I've been teaching myself node.js using some tutorials online. I successfully made a Twitter bot and deployed it using Heroku and everything works great.
However, my Twitter API keys are contained in a config.js file that is freely available on the github repository that my Heroku app is linked to. I've since removed this sensitive data from github.
I have searched for answers on this and have found a lot of conflicting and confusing solutions and was hoping somebody could direct me to an easy-to-follow solution.

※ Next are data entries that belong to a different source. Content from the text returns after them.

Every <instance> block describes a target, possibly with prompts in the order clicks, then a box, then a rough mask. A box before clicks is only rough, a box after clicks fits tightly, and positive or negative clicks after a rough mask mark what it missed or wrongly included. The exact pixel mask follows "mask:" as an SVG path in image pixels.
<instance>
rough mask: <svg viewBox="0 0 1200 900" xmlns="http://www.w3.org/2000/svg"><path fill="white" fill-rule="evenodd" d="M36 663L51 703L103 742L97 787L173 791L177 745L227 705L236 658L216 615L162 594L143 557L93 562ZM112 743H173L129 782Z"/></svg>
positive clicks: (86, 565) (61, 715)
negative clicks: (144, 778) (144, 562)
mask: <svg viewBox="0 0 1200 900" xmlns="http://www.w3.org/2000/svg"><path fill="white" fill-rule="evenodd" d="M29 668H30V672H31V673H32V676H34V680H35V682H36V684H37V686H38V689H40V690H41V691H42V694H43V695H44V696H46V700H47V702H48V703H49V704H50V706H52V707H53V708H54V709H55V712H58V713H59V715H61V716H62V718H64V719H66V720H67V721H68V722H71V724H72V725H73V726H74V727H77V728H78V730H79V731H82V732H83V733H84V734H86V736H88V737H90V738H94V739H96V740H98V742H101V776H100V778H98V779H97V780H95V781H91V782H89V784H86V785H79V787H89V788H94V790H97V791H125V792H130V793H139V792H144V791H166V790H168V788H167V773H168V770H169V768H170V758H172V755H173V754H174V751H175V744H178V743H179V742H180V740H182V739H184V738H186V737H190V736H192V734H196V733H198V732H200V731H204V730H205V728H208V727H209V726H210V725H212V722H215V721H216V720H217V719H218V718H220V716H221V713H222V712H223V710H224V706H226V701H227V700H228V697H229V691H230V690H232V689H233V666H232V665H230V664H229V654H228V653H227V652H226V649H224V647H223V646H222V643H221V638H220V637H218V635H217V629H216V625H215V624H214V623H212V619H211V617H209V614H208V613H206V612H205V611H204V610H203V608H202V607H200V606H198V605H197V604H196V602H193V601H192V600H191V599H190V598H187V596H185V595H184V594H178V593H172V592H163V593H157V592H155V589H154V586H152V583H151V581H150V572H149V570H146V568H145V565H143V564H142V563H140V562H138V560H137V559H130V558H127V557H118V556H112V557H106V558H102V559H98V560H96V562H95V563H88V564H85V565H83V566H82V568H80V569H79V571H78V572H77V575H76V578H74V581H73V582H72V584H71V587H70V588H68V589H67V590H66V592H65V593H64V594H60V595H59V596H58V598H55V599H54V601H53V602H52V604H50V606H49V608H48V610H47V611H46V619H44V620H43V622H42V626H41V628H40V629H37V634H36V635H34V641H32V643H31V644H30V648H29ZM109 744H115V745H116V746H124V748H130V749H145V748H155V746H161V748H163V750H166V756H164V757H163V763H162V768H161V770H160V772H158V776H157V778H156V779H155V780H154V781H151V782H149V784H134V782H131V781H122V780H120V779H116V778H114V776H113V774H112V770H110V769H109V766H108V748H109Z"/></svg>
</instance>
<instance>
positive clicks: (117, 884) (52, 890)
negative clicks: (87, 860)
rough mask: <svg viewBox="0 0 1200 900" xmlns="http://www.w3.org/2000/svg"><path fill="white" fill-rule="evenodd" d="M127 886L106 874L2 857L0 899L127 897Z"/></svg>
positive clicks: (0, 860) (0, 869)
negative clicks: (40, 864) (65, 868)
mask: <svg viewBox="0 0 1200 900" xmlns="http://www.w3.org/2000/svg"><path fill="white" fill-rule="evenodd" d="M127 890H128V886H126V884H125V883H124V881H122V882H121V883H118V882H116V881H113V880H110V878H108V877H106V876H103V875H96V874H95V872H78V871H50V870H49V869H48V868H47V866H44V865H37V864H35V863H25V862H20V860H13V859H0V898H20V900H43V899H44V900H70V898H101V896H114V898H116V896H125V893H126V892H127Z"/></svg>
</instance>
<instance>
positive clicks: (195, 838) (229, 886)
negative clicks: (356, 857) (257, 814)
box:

If my API keys are not available on the git, where do I store them and how do I instruct my app to retrieve them?
This is the main app.js file, note I've combined a couple of different tutorials and so what it does is provide a "Hello World" output on screen and also Tweets "Hello, learning node.js!" on my chosen Twitter account:
const http = require('http'); const port=process.env.PORT || 3000 const server = http.createServer((req, res) => { res.statusCode = 200; res.setHeader('Content-Type', 'text/html'); res.end('<h1>Hello World</h1>'); }); server.listen(port,() => { console.log(`Server running at port `+port); }); var Twit = require('twit') var fs = require('fs'), path = require('path'), Twit = require('twit'), config = require(path.join(__dirname, 'config.js')); var T = new Twit(config); T.post('statuses/update', { status: 'Hello, learning node.js!' }, function(err, data, response) { console.log(data) }); The config.js file referenced above looks like:
var config = { consumer_key: 'xxx', consumer_secret: 'xxx', access_token: 'xxx', access_token_secret: 'xxx' } module.exports = config; This all works with the correct keys in the config.js file, but obviously this is not ideal security-wise!
I'm a bit of a novice here as you can tell, but keen to learn what the correct approach would be to resolve this. Many Thanks in advance!